Meet a woman who knows that a pig, can save a life… because it’s saving her own! Vincentia is the mother to ten children, including two sets of twins. Her story of poverty begins in the 1980s, when during her 7th pregnancy she suffered an obstetric fistula injury, and she lost that child.
Since the birth and loss of her 7th child, she has known about a surgery that could heal her, but she did not believe she could afford it until she heard a radio announcement for Kitovu Hospital, which operates a fistula surgery camp four times per year.
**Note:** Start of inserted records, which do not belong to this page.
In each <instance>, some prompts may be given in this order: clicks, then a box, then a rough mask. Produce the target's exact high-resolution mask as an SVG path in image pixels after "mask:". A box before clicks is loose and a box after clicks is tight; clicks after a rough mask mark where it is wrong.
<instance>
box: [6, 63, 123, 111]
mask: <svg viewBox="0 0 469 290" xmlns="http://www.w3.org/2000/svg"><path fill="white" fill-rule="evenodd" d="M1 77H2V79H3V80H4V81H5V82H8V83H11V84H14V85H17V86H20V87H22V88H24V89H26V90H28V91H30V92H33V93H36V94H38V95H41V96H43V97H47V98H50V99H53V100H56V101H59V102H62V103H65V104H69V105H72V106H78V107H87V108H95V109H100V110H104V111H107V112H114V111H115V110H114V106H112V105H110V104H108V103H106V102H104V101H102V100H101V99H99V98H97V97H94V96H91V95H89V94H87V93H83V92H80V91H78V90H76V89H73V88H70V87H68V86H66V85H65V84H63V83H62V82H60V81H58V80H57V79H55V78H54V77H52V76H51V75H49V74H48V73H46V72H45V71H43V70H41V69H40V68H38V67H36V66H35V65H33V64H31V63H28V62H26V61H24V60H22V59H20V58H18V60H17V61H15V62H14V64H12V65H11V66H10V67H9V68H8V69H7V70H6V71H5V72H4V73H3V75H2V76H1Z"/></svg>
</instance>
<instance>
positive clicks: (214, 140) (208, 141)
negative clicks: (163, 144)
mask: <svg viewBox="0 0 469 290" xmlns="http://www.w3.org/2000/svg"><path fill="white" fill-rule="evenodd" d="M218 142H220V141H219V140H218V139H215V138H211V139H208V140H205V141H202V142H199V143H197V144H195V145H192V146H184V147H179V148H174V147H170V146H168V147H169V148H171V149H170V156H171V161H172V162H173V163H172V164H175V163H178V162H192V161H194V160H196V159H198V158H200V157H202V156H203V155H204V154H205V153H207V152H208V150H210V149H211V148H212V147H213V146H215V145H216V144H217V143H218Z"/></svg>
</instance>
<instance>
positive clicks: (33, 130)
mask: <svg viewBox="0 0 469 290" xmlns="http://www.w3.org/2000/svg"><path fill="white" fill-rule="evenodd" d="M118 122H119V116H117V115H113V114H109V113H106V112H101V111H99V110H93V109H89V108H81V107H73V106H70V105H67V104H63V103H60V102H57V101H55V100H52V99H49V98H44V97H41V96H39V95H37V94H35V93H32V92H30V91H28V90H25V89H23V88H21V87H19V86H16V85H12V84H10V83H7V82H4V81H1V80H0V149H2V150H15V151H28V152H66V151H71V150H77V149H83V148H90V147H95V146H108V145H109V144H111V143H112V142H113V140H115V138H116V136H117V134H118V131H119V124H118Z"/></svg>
Vincentia received treatment at Kitovu in 2013 and has fully recovered. Since then, she has joined the Piglet Living Loan Project and has recruited two women who have become her good friends and who are her support system.
The Piglet Project
Post-fistula women involved in this project receive training in raising and selling pigs, along with an expectation to recruit two neighbors to help them build a zero grazing shed and assist in the project.
Each post-fistula woman receives a high-quality piglet, six months of feed, and vaccinations once completing the project’s preparation requirements. As litters are produced, she can sell piglets at a market as an income project.
Out of the first litter, she passes on a female piglet to each of her helpers. They, in turn, pay forward one female piglet out of their first litters back to the project. And the cycle of this becoming a sustainable microfinance project is showing again and again.